Il governo ha deciso di aumentare gli stanziamenti per la cooperazione e la ricostruzione, diminuendo rispetto allo scorso anno i finanziamenti per le missioni militari all’estero. Con i fondi stanziati per gli ultimi tre mesi del 2013 e quelli già assegnati nei primi nove dell’anno, il bilancio annuale per gli interventi italiani all’estero raggiunge 1,25 miliardi di euro, in riduzione rispetto a 1,4 miliardi del 2012 e a 1,55 del 2011.

In parallelo, alle iniziative di cooperazione allo sviluppo e sostegno ai processi di ricostruzione in favore di Afghanistan, Iraq, Libia, Mali, Myanmar, Pakistan, Siria, Somalia, Sudan, Sud Sudan sono destinati circa 23 milioni di euro che, unitamente alle risorse stanziate nei primi mesi dell’anno, raggiungono quota 98 milioni per il 2013.

Una sproporzione vistosa, in linea con le politiche degli ultimi anni, che a fronte un progressivo aumento dell’impegno militare all’estero, hanno riservato alle attività civili della cooperazione solo pochi spiccioli.

Ripensare gli Aiuti pubblici allo sviluppo

Tuttavia, in Italia il nodo dell’Aiuto pubblico allo sviluppo (Aps) non risiede soltanto nelle poche risorse di bilancio che vi vengono destinate, quanto nella scarsa convinzione che le élites politiche hanno del suo ruolo politico e strategico. È questa debolezza strutturale, al di là della retorica, che espone la Cooperazione a ridimensionamenti e tagli di spese. Ma a livello mondiale, gli orizzonti stanno cambiando e così anche le priorità dei governi.

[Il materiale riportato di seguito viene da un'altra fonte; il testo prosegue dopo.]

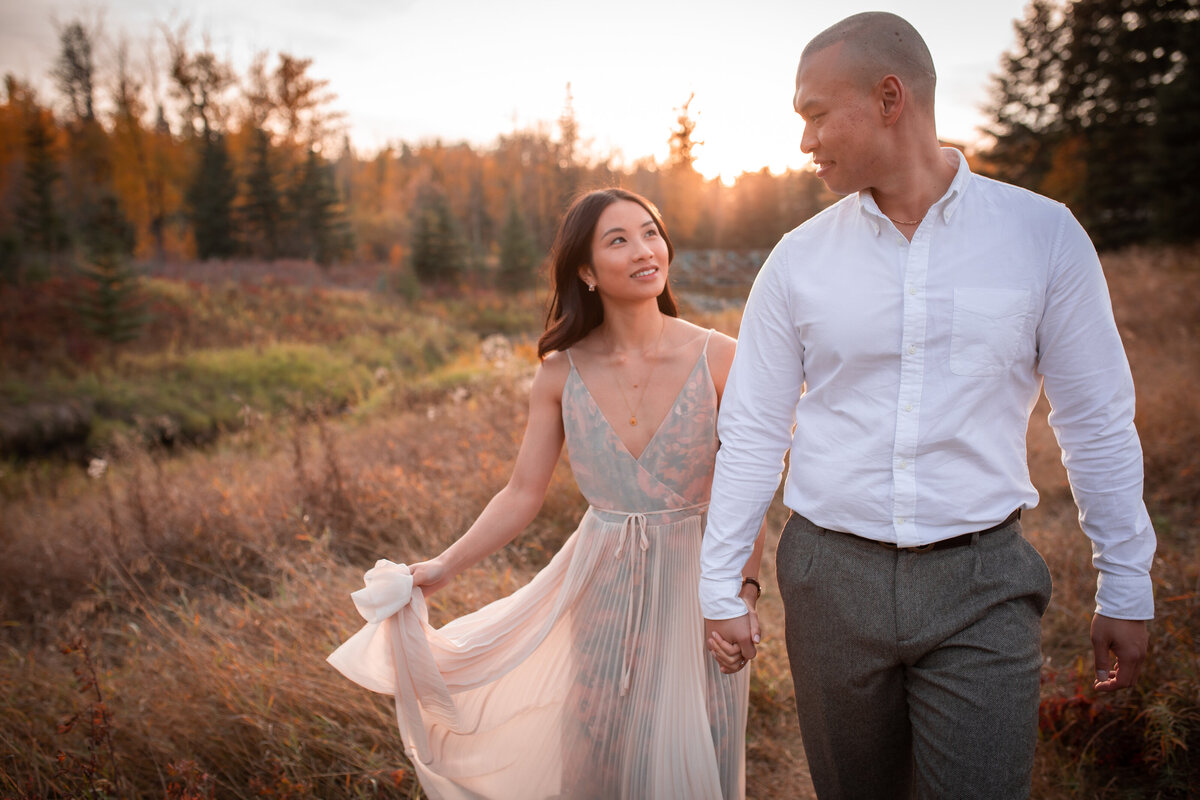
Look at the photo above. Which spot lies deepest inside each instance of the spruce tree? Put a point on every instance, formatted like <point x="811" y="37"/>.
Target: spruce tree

I Brics (Brasile, Russia, India, Cina e Sudafrica) hanno mostrato chiaramente la volontà di modificare radicalmente il sistema geopolitico globale partendo proprio dalle politiche dedicate agli aiuti allo sviluppo. Occorre, dunque, un ripensamento strategico che torni a sottolineare la rilevanza della politica estera nell’ambito delle politiche nazionali, aumentandone e riqualificandone investimenti e dotazioni, e che ridefinisca, in questa nuova cornice, anche il ruolo “politico” della cooperazione.